Crazy stock markets? Count your financial eggs...

    Crazy stock markets? Count your financial eggs...

    By Allen Wastler

    When the stock market dives, take a deep breath.

    It may be counter-intuitive but rest assured, every seasoned financial professional will tell you that. Knee jerk moves with money often end badly.

    Indeed, as the billionaire investor Warren Buffett once noted: “Unless you can watch your stock holding decline by 50 percent without becoming panic-stricken, you should not be in the stock market.”

    It’s during these whipsawing times that the value of diversification – not having all your financial eggs in one basket – becomes ever more apparent. That’s not only important for what kind of stocks and bonds you’re invested in, but the kind of money vehicles and asset classes you have in your financial plan as well.

    For instance if your retirement relies solely on a stock portfolio, then market volatility likely is much more of a risk than a situation where your retirement will be supported by income from several different vehicles with varying degrees of correlation to market ups and downs.

    And that variety can allow for different strategies when markets go awry…like the option of using life insurance to supplement retirement income instead of a flagging equity portfolio. That’s because you can build cash value in a whole life policy, in addition to protecting your family.

    Sudden market drops also point up the value of long term investing horizons. The market comes back from every downturn. It always does. It just takes time.
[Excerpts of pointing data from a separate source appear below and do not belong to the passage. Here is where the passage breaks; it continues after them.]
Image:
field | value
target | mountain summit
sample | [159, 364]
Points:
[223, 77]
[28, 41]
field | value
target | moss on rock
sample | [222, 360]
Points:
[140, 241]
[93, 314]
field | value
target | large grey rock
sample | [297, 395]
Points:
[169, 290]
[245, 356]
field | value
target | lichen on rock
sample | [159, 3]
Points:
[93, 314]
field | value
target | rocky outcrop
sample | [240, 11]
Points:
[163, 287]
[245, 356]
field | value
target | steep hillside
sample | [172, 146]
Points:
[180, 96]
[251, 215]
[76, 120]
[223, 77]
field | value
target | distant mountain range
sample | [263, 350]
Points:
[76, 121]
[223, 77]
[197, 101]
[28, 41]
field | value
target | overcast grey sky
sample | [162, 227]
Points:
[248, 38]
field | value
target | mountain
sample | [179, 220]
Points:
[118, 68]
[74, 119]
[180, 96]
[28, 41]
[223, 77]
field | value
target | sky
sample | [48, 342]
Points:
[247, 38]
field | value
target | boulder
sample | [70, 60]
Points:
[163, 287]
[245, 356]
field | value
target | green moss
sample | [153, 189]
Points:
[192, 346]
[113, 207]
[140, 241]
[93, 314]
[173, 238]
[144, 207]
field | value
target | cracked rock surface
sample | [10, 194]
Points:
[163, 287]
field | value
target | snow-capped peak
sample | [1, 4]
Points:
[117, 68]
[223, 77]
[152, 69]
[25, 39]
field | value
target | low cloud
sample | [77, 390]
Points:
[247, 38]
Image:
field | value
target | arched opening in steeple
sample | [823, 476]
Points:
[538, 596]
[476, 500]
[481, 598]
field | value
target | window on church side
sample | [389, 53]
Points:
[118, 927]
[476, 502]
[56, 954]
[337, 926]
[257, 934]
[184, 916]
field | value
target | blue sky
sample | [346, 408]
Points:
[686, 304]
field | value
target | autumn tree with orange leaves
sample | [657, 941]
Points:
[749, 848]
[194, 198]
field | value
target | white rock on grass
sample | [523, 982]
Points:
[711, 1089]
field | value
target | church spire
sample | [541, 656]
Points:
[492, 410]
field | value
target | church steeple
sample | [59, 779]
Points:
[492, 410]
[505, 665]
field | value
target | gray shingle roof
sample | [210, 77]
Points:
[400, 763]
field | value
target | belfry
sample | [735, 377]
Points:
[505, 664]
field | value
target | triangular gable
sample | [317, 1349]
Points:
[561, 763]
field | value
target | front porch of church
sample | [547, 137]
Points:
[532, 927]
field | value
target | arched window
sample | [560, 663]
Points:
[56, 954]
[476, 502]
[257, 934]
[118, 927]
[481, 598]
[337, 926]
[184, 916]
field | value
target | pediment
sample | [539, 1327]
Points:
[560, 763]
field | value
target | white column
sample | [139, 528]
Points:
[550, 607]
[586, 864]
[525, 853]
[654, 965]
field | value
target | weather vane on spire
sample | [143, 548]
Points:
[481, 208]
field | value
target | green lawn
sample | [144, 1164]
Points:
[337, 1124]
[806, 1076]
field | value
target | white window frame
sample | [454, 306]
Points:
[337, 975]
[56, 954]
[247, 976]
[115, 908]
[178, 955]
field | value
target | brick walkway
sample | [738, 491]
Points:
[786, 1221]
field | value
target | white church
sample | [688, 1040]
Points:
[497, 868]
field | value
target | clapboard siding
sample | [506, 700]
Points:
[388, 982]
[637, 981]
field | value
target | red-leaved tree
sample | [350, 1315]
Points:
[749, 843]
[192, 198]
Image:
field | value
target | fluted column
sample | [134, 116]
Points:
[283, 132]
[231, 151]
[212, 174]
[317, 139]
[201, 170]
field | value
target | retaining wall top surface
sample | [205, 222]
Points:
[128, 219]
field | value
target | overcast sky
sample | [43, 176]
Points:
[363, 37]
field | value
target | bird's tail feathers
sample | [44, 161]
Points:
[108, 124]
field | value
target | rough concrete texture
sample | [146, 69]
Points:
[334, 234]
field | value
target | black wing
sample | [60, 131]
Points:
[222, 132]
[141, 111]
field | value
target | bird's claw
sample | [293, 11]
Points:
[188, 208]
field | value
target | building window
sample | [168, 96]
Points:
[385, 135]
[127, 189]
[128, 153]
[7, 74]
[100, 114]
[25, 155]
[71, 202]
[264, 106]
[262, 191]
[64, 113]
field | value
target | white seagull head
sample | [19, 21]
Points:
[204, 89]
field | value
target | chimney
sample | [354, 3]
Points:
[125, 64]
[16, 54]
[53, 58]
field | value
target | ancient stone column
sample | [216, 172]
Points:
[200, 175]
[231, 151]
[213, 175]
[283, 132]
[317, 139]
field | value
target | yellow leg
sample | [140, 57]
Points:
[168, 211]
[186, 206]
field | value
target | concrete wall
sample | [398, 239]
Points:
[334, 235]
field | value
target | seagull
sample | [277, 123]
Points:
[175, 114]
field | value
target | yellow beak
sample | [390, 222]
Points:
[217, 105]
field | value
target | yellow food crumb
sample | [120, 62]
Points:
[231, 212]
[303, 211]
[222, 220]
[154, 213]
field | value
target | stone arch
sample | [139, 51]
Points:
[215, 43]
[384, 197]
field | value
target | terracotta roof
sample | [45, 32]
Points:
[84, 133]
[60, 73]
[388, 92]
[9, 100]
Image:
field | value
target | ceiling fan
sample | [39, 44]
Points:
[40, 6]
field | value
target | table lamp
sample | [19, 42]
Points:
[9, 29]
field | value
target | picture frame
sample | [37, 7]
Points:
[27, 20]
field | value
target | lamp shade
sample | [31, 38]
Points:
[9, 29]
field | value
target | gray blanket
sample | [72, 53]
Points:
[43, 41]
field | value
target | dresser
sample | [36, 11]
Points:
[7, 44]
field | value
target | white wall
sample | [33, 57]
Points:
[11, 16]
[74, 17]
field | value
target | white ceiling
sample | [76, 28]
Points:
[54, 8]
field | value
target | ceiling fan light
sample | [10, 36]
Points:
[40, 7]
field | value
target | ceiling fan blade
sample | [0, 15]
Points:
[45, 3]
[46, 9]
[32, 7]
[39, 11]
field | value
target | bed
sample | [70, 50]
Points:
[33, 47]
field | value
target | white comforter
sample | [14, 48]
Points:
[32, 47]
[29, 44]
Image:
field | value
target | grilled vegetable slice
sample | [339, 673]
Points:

    Time horizons obviously will vary from person to person. A single young professional just starting out typically will have a longer time horizon than an older family man or woman looking at retirement in a few years.

    Of course that single young professional can make some choices that, in the long run, may make circumstances easier when he or she eventually becomes an older, family person. Some of those choices are straightforward, like contributing to retirement plans and taking advantage of company matches. But beyond those there are options for insurance and annuities that can soften market blows down the road.

    Again, it’s a matter of personal circumstances that everyone has to consider.

    A crazy market is just a good reminder to do it.